As a real estate developer, Andrew Gallinaro ultimately hopes to spin golden investments out of brick and mortar properties. He’s steadily increasing the value of properties – an outdated office park in Burlington; a former industrial park in the South End – by drastically redeveloping the land and buildings. Gallinaro is part of an expert property team at Newton-based National Development, a leading New England real estate investment firm that oversees over 25 million square feet of retail, office and industrial space, and senior and multi-family housing. As asset manager, it’s Gallinaro’s role to not just maximize the investment for National Development partners, but also to have a hands-on role in maintaining the properties. As property manager, he makes sure the buildings are heated and cooled, executes leases with new renters, and oversees building improvements, among other details. “It seemed that anyone with a calculator and spreadsheet was a real estate expert up until the point when the economy crashed,” said Gallinaro. “Today, folks in our industry are more focused on how we can add value to properties and surrounding communities, rather than just on the bottom-line financial figures.” Gallinaro spoke with Globe correspondent Cindy Atoji Keene about his role in developing and managing National Development real estate projects throughout the region.
“I entered the real estate industry about a decade ago, when the economy, and real estate in particular, were extremely hot. At the time, there was more of a focus on ‘financial engineering’ and generating returns for investors, as opposed to how we are approaching investments post-great recession. Essentially what we are looking for is a property with a great location, but also how we can fundamentally change the landscape in ways that have lasting impact for generations to come.

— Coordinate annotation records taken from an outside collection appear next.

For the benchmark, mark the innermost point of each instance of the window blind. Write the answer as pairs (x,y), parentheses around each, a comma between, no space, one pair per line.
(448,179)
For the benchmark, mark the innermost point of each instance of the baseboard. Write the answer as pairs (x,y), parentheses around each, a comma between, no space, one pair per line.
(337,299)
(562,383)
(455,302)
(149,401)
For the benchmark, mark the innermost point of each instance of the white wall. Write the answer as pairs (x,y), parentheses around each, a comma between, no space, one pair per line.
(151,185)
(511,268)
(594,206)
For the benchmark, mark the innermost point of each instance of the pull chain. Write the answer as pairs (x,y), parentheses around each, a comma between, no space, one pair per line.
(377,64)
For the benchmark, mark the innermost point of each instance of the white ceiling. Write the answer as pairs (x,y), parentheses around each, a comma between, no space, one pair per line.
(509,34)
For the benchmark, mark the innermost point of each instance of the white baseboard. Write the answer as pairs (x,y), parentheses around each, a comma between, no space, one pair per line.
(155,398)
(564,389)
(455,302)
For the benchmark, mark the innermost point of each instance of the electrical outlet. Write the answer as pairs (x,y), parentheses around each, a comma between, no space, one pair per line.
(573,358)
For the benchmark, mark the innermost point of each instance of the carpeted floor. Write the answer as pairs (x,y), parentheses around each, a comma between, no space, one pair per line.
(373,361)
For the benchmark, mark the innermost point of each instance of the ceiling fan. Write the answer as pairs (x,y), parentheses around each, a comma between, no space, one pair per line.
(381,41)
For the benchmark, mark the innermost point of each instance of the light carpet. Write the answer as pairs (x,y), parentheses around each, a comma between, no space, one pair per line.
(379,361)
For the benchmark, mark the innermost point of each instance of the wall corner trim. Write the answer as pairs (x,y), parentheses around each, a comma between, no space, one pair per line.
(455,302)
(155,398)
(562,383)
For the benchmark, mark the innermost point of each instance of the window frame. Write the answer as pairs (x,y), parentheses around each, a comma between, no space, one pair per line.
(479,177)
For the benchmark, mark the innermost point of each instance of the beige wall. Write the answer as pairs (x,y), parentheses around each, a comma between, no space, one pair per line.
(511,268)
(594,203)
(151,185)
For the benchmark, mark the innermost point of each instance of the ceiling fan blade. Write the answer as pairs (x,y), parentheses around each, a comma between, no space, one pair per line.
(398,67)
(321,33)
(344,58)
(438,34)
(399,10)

"For example, our work at The District Burlington is taking an existing property and flipping it around 180 degrees to transform it into an urban-style destination that you wouldn’t typically find in the suburbs. We like to look for opportunities where we can create the most value instead of just investing in the next hot neighborhood and riding the wave. These types of value-added investment opportunities are our sweet spot. Of course, there’s inherent risk in what we do, but good investors are risk mitigators and not risk takers, and we do everything we can to mitigate risk in our projects. Another example is our work at Ink Block, where a lot of people thought it was crazy to invest that much into a challenging corner of the South End. But the project has been a big success so far because we were committed to creating something really different. National Development has completed projects in more than 30 municipalities in the Greater Boston area, and not only do we we make sure these properties are performing financially; they also have to be managed day to day. What I really love is the breadth of situations and the variety of people that I deal with each day. Within a span of 30 minutes this morning, I got a call from a property manager who needed to resolve an issue with a subcontractor. And then I had to quickly switch gears to join a conference call with one of our investment partners – a global investment firm – to talk through a financial proposal for a large prospective tenant. I need to be able to fluidly transition from dealing with investment bankers, contractors, local government officials, and tenants, to everyone in between. It’s truly an ever-changing dynamic. The real estate industry in general is traditionally more of a slow adapter but we are collectively becoming much better listeners. And when I want to take a break from all of this, I enjoy my fantasy football league. After toiling in mediocrity for several years, I am very confident that this is the year for my office fantasy football team. And even if it’s not, I’ll enjoy the friendly competition and banter around the office among my colleagues that comes with it."